Journal of Child and Family Studies 2/2018

A Systematic Review of Courses, Training, and Interventions for Adoptive Parents

Journal of Child and Family Studies > Uitgave 2/2018
Filip Drozd, Hans Bugge Bergsund, Karianne Thune Hammerstrøm, Marit Bergum Hansen, Heidi Jacobsen


Adoption requires thorough preparations prior to the arrival of the child and support post-adoption among parents, to promote a positive parent–child relationship and healthy family functioning. The purpose of our study was, therefore, to systematically review the literature on pre- and post-adoption interventions for caregivers, and determine the possibility for conducting a meta-analysis. We searched 12 electronic databases and identified 7574 references that were considered for inclusion by two independent raters. Articles meeting the following criteria were retrieved in full-text; studies that examined the effects of (a) a pre- and/or post-adoption intervention, (b) against a comparator (including quasi-experimental studies), and (c) report on outcomes for parents. Finally, we included 10 studies that met our inclusion criteria and which were assessed in terms of reported intervention effects and study quality using Cochrane’s Risk of Bias tool. All studies were associated with a high risk of bias in at least one out of seven domains and unclear reporting on several domains. Eight studies examined intervention effects related to interpersonal functioning; three of which found positive effects. In addition, three studies investigated effects on parenting and stress, respectively; however, only one study demonstrated effects on parenting and none on parental stress.

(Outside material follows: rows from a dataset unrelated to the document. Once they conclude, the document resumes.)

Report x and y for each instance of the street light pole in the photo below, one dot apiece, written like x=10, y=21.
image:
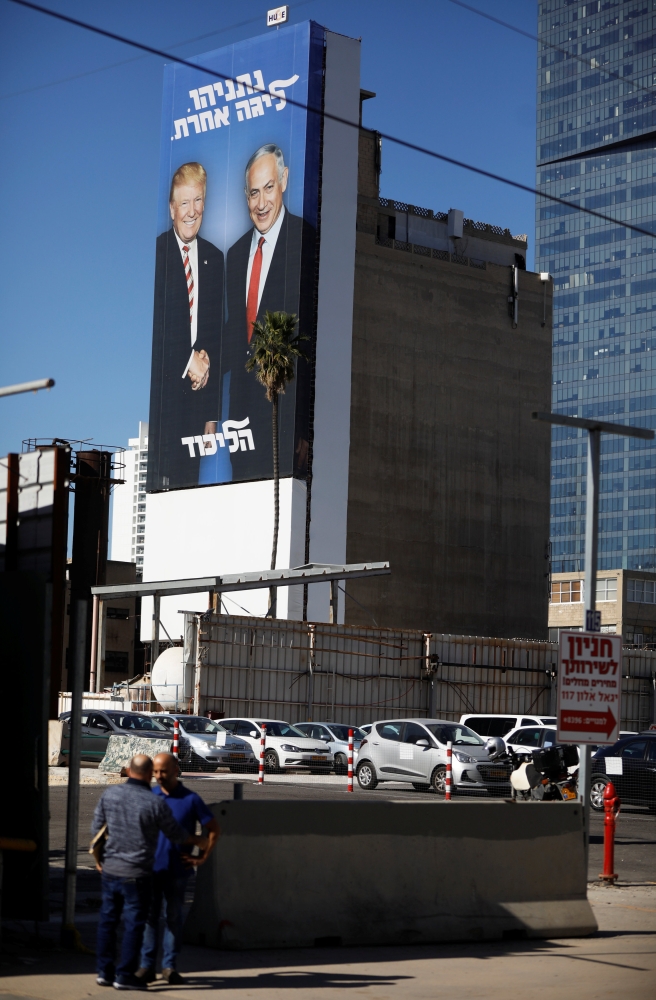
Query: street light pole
x=592, y=623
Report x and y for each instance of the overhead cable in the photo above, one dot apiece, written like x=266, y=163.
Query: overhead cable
x=403, y=143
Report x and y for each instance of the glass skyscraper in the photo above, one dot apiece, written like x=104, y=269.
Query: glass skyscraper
x=596, y=147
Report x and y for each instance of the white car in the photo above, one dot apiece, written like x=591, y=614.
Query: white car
x=336, y=736
x=285, y=745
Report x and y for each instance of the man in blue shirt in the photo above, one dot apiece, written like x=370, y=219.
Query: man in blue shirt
x=171, y=870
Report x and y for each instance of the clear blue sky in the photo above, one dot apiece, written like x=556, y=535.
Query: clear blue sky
x=80, y=121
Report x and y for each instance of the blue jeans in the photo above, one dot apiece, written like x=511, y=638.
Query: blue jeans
x=168, y=889
x=129, y=897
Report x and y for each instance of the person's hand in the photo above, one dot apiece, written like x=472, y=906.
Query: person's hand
x=199, y=369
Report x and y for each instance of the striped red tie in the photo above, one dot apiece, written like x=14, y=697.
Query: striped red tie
x=190, y=283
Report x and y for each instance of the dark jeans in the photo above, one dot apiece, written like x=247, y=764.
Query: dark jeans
x=169, y=889
x=129, y=897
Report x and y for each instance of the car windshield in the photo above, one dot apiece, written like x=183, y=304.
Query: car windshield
x=341, y=732
x=457, y=734
x=129, y=721
x=196, y=724
x=282, y=729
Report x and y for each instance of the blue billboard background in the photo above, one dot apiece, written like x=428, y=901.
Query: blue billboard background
x=219, y=124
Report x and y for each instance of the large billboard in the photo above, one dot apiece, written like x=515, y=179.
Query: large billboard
x=237, y=224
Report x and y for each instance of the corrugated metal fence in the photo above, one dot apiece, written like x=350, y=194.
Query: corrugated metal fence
x=298, y=671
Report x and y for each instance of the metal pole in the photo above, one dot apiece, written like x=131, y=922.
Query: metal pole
x=590, y=604
x=68, y=932
x=154, y=642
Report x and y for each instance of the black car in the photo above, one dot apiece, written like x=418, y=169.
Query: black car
x=98, y=726
x=631, y=765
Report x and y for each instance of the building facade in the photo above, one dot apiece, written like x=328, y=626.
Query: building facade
x=129, y=501
x=596, y=148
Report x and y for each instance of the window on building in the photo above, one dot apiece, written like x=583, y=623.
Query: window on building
x=567, y=592
x=641, y=591
x=607, y=589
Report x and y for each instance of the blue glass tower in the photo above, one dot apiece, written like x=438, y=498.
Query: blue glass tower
x=596, y=147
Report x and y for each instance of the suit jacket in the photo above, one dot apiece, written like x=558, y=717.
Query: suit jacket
x=176, y=411
x=289, y=288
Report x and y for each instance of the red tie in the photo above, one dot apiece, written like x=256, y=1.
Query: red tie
x=254, y=290
x=190, y=282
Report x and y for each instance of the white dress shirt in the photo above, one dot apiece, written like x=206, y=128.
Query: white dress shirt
x=269, y=245
x=193, y=262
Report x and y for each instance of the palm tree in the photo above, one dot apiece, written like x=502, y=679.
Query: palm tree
x=274, y=351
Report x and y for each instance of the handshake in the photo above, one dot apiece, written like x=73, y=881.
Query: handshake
x=199, y=369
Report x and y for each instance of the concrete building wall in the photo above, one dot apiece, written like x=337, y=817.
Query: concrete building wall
x=448, y=473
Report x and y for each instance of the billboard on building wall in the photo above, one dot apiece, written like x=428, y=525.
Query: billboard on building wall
x=237, y=223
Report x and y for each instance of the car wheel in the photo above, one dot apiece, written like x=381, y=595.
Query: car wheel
x=366, y=775
x=438, y=779
x=597, y=789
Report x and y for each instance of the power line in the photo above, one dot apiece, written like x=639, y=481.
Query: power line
x=556, y=48
x=404, y=143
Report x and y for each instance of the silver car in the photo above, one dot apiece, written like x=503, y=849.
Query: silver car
x=414, y=750
x=199, y=748
x=336, y=736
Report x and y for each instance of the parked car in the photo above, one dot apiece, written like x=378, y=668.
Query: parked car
x=202, y=750
x=285, y=746
x=336, y=736
x=98, y=726
x=414, y=750
x=499, y=725
x=631, y=765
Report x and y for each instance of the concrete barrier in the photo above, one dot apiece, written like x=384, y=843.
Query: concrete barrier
x=296, y=874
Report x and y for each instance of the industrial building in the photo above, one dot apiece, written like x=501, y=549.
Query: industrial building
x=596, y=148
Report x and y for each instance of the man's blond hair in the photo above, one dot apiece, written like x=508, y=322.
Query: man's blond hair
x=188, y=173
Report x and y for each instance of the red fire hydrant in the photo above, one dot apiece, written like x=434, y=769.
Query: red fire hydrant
x=612, y=809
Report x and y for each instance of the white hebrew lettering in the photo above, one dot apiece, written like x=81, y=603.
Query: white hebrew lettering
x=209, y=444
x=230, y=428
x=209, y=90
x=276, y=89
x=246, y=437
x=190, y=445
x=245, y=78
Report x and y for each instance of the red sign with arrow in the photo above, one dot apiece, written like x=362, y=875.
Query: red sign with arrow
x=589, y=687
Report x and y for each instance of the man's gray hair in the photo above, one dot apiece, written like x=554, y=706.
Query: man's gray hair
x=270, y=149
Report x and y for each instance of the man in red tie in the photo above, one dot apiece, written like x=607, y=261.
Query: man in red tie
x=187, y=325
x=270, y=268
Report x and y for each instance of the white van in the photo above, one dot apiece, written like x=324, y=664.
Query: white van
x=500, y=725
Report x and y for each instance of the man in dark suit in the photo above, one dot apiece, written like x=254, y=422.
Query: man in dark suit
x=270, y=268
x=187, y=322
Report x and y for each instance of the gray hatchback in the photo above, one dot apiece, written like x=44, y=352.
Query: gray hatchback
x=414, y=750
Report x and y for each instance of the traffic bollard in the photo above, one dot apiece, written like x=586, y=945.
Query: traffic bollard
x=612, y=806
x=349, y=786
x=447, y=782
x=260, y=775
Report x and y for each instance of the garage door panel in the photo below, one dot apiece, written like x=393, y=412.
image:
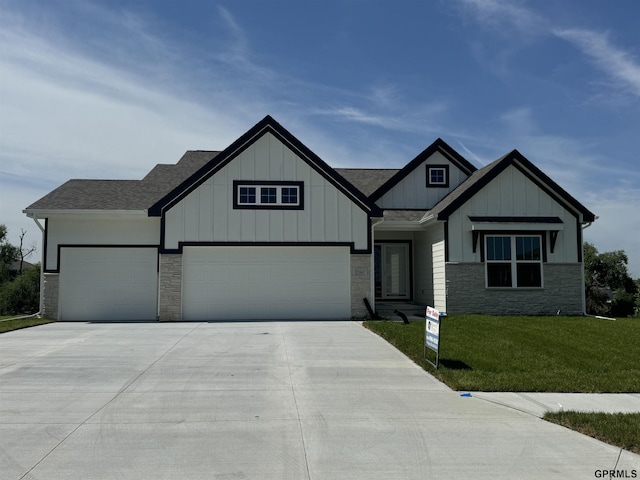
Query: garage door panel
x=108, y=284
x=250, y=283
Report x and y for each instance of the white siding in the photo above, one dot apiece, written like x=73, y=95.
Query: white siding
x=137, y=230
x=439, y=278
x=424, y=263
x=511, y=193
x=412, y=191
x=207, y=214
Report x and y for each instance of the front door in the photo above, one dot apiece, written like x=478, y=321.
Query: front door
x=392, y=279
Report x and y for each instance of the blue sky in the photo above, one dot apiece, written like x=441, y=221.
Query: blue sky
x=109, y=88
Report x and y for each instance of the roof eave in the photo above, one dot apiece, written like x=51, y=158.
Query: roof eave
x=54, y=212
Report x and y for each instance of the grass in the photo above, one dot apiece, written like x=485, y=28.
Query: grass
x=619, y=429
x=526, y=354
x=8, y=324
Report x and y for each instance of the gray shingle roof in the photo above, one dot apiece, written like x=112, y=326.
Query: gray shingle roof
x=367, y=180
x=123, y=194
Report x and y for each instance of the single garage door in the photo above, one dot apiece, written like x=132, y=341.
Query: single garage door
x=108, y=284
x=266, y=283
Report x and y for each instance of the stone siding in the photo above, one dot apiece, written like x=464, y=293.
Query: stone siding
x=562, y=292
x=360, y=284
x=50, y=292
x=170, y=288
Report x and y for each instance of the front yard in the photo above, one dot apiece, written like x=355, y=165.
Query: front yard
x=526, y=354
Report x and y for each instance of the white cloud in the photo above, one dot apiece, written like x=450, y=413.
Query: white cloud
x=615, y=62
x=504, y=15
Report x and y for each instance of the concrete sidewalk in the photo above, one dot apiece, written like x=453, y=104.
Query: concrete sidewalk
x=272, y=400
x=537, y=404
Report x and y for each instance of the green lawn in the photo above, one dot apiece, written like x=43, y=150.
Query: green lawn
x=619, y=429
x=527, y=354
x=10, y=323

Overall, the study designs, interventions, and results were characterized by substantial heterogeneity, making a meta-analysis unfeasible. In conclusion, the results from the included studies in our review does not point in any particular direction. The most consistent finding across studies was the lack of studies on pre-adoption interventions, and poor design and unclear reporting. Consequently, future studies should evaluate pre-adoption interventions, and need to use more rigorous design, transparent and comprehensible reporting, as well as more homogenous interventions and methods, to move the field forward in support of adoptive parents.